The three key features of that batch-holding struct was:

initialization
random sample (once)
random partitions (once every epoch)

So here's the relevant code, with breaks for explanations:

struct RandomAccessStringStorage {
    var db : ConnectionPool
    var tableCreated : Bool = false
    
    let original: [String]
    let vocabulary: [String]
    let indexHelper: [Int:Int]
    
    init(db database: ConnectionPool, original o: [String], terminator: String? = nil, fromScratch: Bool) {
        db = database
        Database.default = Database(database) // shady, but hey
        
        original = o
        let f : [[Float]]
        let l : [Int32]
        let v : [String]
        let h : [Int:Int]
        if let term = terminator {
            (f,l,v,h) = RandomAccessStringStorage.makeArrays(original, terminator: term)
        } else {
            (f,l,v,h) = RandomAccessStringStorage.makeArrays(original)
        }
        
        vocabulary = v
        indexHelper = h
        if fromScratch {
            deleteAll()
            for i in 0..<f.count {
                insertTrigram(t1: f[i][0], t2: f[i][1], t3: f[i][2], r: l[i])
            }
        } 
    }
    
        mutating func deleteAll() {
        let _ = try? StorableTrigram<Float,Int32>.dropTableSync()
        tableCreated = false
    }
    
    mutating func insertTrigram(t1: Float, t2: Float, t3: Float, r: Int32) {
        if !tableCreated {
            let _ = try? StorableTrigram<Float,Int32>.createTableSync()
            tableCreated = true
        }
        let trig = StorableTrigram(random_id: Int64.random(in: Int64(0)...Int64.max), t1: t1, t2: t2, t3: t3, r: r)
        let lsem = DispatchSemaphore(value: 0)
        trig.save { st, error in
            lsem.signal()
        }
        lsem.wait()
    }
// ...
}

The two makeArrays are copied and pasted from the in-memory TextBatch, and the only other thing the initialization relies on is the insertion in the DB system.
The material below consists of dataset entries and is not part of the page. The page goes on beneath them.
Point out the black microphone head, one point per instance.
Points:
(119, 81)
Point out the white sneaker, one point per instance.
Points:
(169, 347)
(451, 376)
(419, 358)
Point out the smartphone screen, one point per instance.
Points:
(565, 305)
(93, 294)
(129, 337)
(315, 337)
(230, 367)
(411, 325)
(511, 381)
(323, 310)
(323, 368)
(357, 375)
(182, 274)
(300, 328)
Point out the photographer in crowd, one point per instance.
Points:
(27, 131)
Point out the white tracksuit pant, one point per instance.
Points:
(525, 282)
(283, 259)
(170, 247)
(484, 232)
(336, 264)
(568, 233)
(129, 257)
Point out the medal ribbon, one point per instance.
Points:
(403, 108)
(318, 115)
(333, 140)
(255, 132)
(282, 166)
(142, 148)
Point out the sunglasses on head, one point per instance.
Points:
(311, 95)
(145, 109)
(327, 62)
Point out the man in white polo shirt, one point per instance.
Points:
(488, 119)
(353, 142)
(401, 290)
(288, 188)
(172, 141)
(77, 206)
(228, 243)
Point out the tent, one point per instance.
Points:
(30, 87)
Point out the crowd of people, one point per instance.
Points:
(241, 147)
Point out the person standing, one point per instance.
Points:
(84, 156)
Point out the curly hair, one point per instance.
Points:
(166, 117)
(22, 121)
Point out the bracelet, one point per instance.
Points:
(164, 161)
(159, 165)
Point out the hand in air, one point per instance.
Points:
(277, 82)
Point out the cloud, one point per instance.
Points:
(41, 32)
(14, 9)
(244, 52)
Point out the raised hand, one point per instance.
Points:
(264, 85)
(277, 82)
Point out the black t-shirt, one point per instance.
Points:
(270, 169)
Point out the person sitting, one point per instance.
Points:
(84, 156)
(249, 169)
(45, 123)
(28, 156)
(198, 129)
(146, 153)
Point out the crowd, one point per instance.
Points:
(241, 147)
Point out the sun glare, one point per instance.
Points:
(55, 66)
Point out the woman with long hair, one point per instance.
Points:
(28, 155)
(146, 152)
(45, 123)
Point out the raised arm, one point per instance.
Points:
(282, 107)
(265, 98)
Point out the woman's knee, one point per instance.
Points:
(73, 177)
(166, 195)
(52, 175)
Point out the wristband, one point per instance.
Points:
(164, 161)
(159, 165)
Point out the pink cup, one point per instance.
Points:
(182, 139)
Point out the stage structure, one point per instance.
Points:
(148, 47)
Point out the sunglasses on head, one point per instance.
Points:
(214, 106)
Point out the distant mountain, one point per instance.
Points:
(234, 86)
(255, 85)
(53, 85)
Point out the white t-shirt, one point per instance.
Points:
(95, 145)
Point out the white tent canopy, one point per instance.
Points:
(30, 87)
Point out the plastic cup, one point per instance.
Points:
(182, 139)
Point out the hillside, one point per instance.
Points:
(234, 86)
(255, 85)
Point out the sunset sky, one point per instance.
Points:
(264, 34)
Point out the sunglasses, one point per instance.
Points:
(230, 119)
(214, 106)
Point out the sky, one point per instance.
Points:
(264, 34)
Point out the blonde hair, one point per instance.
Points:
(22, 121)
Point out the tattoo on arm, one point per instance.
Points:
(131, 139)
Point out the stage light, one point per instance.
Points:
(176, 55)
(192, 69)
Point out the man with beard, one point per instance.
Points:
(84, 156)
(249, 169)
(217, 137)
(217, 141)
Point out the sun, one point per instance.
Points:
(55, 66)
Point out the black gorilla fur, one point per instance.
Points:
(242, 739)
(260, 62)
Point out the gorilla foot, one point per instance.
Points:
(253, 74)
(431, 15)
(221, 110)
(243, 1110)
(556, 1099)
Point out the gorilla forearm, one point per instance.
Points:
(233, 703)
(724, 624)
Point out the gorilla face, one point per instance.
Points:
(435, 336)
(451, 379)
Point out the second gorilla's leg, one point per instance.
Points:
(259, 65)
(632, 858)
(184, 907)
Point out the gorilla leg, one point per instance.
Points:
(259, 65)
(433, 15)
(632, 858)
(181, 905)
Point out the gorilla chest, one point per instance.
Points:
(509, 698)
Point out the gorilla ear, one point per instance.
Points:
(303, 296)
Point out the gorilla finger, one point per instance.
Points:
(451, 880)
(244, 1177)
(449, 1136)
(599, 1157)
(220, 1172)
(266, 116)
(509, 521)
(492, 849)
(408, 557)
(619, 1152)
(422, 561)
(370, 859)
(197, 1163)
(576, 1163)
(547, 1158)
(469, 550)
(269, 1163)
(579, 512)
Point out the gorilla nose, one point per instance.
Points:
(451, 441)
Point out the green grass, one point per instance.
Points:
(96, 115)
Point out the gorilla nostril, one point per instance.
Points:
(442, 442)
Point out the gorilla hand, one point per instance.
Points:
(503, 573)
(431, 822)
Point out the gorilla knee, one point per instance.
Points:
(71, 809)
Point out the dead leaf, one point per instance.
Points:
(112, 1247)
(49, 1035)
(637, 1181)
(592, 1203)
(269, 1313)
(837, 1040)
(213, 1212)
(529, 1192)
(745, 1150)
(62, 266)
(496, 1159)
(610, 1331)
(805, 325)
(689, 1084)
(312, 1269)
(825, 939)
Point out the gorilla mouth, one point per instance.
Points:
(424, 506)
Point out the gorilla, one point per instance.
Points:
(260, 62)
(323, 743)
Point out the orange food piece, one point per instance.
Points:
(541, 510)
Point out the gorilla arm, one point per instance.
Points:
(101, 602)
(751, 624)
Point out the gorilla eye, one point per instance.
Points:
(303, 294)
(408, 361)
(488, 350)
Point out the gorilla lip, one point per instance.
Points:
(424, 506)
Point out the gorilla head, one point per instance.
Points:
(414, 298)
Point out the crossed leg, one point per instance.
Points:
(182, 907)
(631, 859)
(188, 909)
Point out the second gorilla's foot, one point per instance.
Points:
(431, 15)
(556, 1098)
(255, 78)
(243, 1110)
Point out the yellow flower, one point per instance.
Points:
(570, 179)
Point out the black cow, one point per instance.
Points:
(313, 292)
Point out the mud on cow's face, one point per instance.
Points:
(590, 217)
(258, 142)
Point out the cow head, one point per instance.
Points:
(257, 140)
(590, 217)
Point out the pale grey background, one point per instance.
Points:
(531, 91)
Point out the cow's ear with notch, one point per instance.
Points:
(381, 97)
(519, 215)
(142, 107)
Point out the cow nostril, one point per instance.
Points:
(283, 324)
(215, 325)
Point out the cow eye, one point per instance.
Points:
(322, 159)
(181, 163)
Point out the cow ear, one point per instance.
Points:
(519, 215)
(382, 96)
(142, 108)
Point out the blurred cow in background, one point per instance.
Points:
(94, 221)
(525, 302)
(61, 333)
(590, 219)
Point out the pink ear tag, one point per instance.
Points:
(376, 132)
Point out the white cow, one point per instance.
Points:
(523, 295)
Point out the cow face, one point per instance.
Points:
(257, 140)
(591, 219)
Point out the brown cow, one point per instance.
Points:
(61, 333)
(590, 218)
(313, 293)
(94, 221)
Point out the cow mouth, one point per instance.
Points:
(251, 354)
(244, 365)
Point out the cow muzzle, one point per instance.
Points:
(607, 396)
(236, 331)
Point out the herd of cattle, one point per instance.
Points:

There are two ways of drawing random items: a one-off and partition the data into random chunks:

func randomSample(of size: Int) -> (features: Tensor<Float>, labels: Tensor<Int32>) {
    var rf : [[Float]] = []
    var rl : [Int32] = []

    let lsem = DispatchSemaphore(value: 0)
    db.getConnection() { conn, err in
        if conn == nil {
            lsem.signal()
            return
        }
        
        conn!.execute("SELECT * FROM \"\(StorableTrigram<Float,Int32>.tableName)\" ORDER BY random() LIMIT \(size)") { resultSet in
            resultSet.asRows { rows,error in
                guard let rows = rows else {
                    lsem.signal()
                    return
                }
                for row in rows {
                    if let t1 = row["t1"] as? Float,
                    let t2 = row["t1"] as? Float,
                    let t3 = row["t1"] as? Float,
                        let r = row["r"] as? Int32 {
                        rf.append([t1,t2,t3])
                        rl.append(r)
                    }
                }
                lsem.signal()
            }
        }
    }
    
    lsem.wait()
    let featuresT = Tensor<Float>(shape: [rf.count, 3], scalars: rf.flatMap { $0 })
    let labelsT = Tensor<Int32>(rl)
    return (featuresT, labelsT)
}

Random selection in Pg actually works pretty well, but can't be repeated, which is why we have to rely on the random_id to partition:

func randomSample(splits: Int) -> RandomAccessPartition<Float,Int32> {
    // reshuffle (will take a while)
    // update "StorableTrigramFloatInt32" SET random_id = cast(9223372036854775807 * random() as bigint);
    let lsem = DispatchSemaphore(value: 0)
    db.getConnection() { conn, err in
        if conn == nil {
            lsem.signal()
            return
        }
        
        conn!.execute("UPDATE \"\(StorableTrigram<Float,Int32>.tableName)\" SET random_id = cast(9223372036854775807 * random() as bigint)") { resultSet in
            lsem.signal()
        }
    }
    lsem.wait()
    return RandomAccessPartition<Float,Int32>(numberOfPartitions: splits, db: self.db)
}

The update will re-randomize the ids, paving the way for the RandomAccessPartition.

Of course the tradeoff in terms of performance is rather big, especially in the initialization phase, but hey, more ram to do other things when the model is training!